If the other parties, including the US, reciprocate, Iran is prepared to discuss returning to full compliance with the 2015 nuclear deal, according to the foreign ministry of the Islamic Republic. After Washington withdrew in 2018, the agreement’s signatories have been attempting to resurrect it.
Iranian Foreign Minister Hossein Amir-Abdollahian reportedly told UN Secretary-General Antonio Guterres on Sunday that Tehran continues to communicate with the US and that the Oman-proposed option to save the deal “is still on the table.”
We are serious about going back to the Joint Comprehensive Plan of Action (JCPOA),” the minister stated, “if the other parties are ready.”
He continued by saying that Tehran and Guterres had constructive discussions regarding the JCPOA, particularly in regards to the exchange of prisoners between Iran and the US and the unfreezing of the Middle Eastern nation’s frozen assets in South Korea.
The JCPOA, which Iran, the US, the UK, France, Germany, Russia, China, and the EU signed in 2015, placed some limitations on Tehran’s nuclear industry in exchange for the relaxation of economic sanctions. However, in 2018, after claiming that the pact was fundamentally flawed, then-US President Donald Trump unilaterally withdrew Washington from it, putting the treaty in jeopardy.

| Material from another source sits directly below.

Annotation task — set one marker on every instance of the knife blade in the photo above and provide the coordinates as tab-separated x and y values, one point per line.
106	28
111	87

In 2021, when US President Joe Biden made it clear that Washington would prefer to resume compliance, the parties began negotiations to resurrect the agreement. Despite initial success, the protracted negotiations came to a standstill as Iran demanded assurances that the US wouldn’t pull out of the agreement once more. Washington, however, charged that Tehran was not engaging in genuine negotiations.
Despite these difficulties, Iran confirmed this summer that it had undertaken covert negotiations on the nuclear deal with the US in Oman, where the Arab nation had presented its plans aimed at fostering stronger ties between the two countries.
Iran agreed to free five American citizens earlier this week in exchange for the US freeing an equivalent number of Iranians. The agreement also allowed for the release of $6 billion in Iranian oil earnings that had been frozen in South Korea and had subsequently been transferred to Tehranian banks.